If you ever lived in Australia, you will have heard it a thousand times: “hey mate!”, or the almost stereotypical “G’day mate!”. A lot of migrants adapt to this quite quickly, and start saying it themselves. It is one of the most obvious cultural behaviours to adopt, simply because we hear it so many times. The same goes for words like “no worries”, or “cheers”.
Few, however, reflect on this more carefully.
“Mateship” goes much deeper than one would think. When migrants want to become citizens, and take the citizenship, one aspect they learn from the australian citizenship handbook is what it means to be a mate. Mates help in each other, they support each other, and they treat each other as equals. And that last part, the idea of treating each other as equals, is one of the most important aspects of the Australian culture. And the one that I personally value to the most. In Germany, and in Indonesia, there are large differences between those in power, and those who aren’t. As a student at a German university, you address your lecturer as “Dr. Jones”, while I personally think a simple “Jim” would be enough. I love Australian informality.
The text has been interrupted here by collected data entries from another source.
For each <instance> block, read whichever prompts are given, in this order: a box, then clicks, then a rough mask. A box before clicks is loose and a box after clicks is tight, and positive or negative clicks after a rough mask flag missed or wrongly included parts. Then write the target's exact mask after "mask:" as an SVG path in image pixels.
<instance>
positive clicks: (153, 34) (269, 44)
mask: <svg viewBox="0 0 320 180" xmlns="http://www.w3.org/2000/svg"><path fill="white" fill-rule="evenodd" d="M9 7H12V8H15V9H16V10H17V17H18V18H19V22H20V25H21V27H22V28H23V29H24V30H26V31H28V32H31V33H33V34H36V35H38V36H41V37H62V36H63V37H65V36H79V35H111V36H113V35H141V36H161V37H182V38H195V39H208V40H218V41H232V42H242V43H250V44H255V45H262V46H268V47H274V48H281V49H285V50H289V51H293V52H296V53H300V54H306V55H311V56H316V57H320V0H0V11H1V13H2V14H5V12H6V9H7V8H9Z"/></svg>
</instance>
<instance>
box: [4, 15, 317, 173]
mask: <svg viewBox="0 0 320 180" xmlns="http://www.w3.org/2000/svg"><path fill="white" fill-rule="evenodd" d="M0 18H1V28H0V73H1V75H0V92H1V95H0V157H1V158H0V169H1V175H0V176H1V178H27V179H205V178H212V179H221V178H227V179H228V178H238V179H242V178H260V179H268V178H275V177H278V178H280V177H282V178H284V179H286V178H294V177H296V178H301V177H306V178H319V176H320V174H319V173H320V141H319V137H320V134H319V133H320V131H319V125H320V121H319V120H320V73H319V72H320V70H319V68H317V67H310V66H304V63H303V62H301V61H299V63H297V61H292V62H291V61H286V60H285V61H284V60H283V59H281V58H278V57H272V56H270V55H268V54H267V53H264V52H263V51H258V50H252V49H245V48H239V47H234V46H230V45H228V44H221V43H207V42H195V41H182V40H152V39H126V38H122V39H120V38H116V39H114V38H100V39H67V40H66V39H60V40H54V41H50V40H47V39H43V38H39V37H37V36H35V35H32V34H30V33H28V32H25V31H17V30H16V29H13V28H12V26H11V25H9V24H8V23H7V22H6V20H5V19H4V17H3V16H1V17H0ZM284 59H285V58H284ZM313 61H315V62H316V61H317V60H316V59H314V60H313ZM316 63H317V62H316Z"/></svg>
And I love how welcoming Australian people can be. I just recently started out doing freelance work in my field, but when I go to networking events for small business owners, from day one they treated me like I am one of them. And that is really amazing, because I feel like I truly belong, although they have years and years of experience, while I am just starting out.
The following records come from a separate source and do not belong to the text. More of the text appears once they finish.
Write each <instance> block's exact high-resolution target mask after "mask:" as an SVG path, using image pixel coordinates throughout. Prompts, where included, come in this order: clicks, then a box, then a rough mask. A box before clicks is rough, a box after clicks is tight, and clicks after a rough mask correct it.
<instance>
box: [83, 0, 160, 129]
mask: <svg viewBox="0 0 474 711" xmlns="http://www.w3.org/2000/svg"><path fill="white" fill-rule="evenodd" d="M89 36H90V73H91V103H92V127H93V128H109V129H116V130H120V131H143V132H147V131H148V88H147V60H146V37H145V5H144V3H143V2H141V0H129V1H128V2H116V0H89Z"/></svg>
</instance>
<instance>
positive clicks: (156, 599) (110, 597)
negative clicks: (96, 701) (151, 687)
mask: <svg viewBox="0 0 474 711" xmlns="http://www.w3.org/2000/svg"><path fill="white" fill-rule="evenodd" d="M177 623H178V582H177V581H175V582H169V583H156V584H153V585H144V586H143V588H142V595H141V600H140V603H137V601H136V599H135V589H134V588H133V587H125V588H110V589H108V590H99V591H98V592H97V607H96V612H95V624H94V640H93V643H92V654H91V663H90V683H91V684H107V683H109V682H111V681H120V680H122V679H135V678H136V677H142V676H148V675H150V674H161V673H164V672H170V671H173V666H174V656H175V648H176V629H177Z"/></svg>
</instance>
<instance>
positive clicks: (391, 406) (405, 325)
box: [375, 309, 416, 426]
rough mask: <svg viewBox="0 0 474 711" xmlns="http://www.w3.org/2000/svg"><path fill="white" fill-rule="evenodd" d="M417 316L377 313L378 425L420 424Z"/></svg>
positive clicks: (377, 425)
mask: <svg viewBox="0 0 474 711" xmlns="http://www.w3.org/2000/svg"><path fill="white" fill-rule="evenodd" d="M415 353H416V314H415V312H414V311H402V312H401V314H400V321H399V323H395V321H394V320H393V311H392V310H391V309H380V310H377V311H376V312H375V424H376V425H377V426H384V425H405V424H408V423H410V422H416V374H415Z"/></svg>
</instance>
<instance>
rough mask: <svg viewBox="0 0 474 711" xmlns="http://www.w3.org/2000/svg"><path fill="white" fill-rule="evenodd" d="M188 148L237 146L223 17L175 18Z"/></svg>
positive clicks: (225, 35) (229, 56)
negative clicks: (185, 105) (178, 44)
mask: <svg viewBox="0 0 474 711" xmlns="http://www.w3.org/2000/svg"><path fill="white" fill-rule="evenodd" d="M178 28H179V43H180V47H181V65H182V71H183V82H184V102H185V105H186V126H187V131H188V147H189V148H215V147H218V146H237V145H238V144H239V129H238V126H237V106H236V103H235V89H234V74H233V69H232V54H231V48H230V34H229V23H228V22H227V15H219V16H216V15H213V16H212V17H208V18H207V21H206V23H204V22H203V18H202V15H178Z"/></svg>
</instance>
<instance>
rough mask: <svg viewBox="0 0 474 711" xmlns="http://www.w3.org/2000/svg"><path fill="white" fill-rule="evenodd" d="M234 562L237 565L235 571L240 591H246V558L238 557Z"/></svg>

Okay, but what do I want to say here?
Good question. This is not meant to be an article about how awesome mateship is, but I would like to share a message with you. Think very carefully about these small everyday behaviours like greetings – they can teach you a lot about the culture you are trying to adapt to. Why do Indonesians, for example bow their head and kiss the hand when they greet someone, like in the picture below?
Correct, to show respect! But this tells us much more about the Indonesian culture. Younger people bow to older people. People lower in the hierarchy bow to people higher in the hierarchy. There is a much bigger gap in regards to the differences in power than is the case in Australia with its mateship. In that way, the Indonesian bowing and the Australian handshake both tell us something much deeper about their culture.
Copying the behaviours of the people around you is good, but it is not enough. You also need to start reflecting about what values underlie these behaviours.